It seems Pytorch doesn't use GPU

First, i apologize for my poor English.

Recently, I bought RTX2060 for deep learning. I installed pytorch-gpu with conda by conda install pytorch torchvision cudatoolkit=10.1 -c pytorch. Of course, I setup NVIDIA Driver too.

But when i ran my pytorch code, it was so slow to train. So i checked task manger and it seems torch doesn’t using GPU at all!

Rather, as shown in picture, CPU was used highly more than GPU. It’s replying true for torch.cuda.is_available(), but overall training speed and task manager’s graph seems torch can’t utilize GPU well. Is there something I missed? Here are my nvidia-smi.

Sun Mar 29 15:25:26 2020
±----------------------------------------------------------------------------+
| NVIDIA-SMI 431.91 Driver Version: 431.91 CUDA Version: 10.1 |
|-------------------------------±---------------------±---------------------+
| GPU Name TCC/WDDM | Bus-Id Disp.A | Volatile Uncorr. ECC |
| Fan Temp Perf Pwr:Usage/Cap| Memory-Usage | GPU-Util Compute M. |
|===============================+======================+======================|
| 0 GeForce RTX 2060 WDDM | 00000000:01:00.0 Off | N/A |
| N/A 73C P2 61W / N/A | 2779MiB / 6144MiB | 46% Default |
±------------------------------±---------------------±---------------------+

±----------------------------------------------------------------------------+
| Processes: GPU Memory |
| GPU PID Type Process name Usage |
|=============================================================================|
| 0 2984 C …01\Anaconda3\envs\PyTorchGPU\python.exe N/A |
| 0 10636 C …01\Anaconda3\envs\PyTorchGPU\python.exe N/A |
±----------------------------------------------------------------------------+

Did you push your model to the GPU as shown below?

device = 'cuda'
model = model.to(device)

Yes. And I’m using nn.Sequential with .to(device)

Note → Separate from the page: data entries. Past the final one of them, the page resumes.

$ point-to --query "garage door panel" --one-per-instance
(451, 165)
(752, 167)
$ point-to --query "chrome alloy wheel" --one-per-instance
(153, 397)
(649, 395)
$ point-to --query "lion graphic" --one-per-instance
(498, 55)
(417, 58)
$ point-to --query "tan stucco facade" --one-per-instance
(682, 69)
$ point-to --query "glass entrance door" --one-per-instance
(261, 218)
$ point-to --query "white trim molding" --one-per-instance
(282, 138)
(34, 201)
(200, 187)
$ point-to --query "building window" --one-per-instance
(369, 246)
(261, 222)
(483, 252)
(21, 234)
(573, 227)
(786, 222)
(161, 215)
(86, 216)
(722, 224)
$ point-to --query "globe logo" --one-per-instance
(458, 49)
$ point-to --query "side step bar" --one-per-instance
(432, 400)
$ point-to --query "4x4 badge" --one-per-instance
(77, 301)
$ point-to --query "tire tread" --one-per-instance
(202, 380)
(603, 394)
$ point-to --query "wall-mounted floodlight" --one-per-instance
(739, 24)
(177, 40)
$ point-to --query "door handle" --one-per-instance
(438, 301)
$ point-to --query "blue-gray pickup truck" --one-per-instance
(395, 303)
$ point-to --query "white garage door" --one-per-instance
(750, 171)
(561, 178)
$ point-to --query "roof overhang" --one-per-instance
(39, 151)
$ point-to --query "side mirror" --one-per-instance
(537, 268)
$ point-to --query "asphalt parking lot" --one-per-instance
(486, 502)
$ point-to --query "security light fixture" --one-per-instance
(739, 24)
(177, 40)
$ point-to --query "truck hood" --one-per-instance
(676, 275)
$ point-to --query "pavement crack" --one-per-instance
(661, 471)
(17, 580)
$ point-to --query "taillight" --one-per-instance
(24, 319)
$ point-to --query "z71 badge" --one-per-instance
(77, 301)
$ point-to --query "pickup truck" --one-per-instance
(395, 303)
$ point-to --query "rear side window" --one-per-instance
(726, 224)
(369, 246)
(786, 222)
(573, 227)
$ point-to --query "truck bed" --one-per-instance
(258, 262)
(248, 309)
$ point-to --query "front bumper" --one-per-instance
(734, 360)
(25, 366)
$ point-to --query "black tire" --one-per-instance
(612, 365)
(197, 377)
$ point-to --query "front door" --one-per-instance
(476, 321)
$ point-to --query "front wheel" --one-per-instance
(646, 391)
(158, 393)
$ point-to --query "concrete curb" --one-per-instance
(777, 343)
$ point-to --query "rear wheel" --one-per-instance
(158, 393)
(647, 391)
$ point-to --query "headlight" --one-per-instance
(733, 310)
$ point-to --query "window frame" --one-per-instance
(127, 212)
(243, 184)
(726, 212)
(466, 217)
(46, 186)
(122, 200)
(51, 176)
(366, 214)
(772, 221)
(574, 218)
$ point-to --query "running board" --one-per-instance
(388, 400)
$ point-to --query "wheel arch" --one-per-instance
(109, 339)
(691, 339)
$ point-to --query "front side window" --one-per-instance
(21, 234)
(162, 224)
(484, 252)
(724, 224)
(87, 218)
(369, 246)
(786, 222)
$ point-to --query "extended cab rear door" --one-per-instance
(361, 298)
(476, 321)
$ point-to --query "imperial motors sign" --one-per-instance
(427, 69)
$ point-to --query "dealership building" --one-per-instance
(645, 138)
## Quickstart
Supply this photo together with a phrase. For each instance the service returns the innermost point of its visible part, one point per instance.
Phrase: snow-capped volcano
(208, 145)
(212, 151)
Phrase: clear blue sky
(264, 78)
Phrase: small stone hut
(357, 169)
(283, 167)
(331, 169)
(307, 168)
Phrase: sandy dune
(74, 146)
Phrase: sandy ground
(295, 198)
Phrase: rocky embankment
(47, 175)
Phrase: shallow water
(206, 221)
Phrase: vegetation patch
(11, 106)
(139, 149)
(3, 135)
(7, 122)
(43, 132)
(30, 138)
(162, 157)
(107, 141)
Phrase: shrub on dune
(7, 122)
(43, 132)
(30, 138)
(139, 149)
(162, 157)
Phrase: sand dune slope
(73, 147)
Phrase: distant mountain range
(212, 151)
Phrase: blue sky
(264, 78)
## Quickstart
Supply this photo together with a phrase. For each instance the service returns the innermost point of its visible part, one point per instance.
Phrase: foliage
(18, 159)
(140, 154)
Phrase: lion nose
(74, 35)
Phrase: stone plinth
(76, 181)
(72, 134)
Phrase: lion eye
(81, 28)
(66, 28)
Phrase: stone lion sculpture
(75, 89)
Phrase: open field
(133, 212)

self.middle_fc = nn.Sequential(
            nn.Linear(35,1024), 
            nn.ReLU(),
            nn.Linear(1024,248),
            nn.ReLU(),
            nn.Linear(248,128),
            nn.ReLU()
        ).to(device)

I had actually missed the nvidia-smi output:
It shows that 2779MiB / 6144MiB (46%) is being utilzed. This implies that the model was successfully loaded into the GPU. One empirical way to verify this is to time it using device = 'cpu' and then time it using device = 'cuda' and verify the different runtimes for a batch size greater than 1(Preferabbly, keep as high a batch size as possible). If the runtimes are the same, there is indeed some issue. Really do not have an answer for the 2% part, though.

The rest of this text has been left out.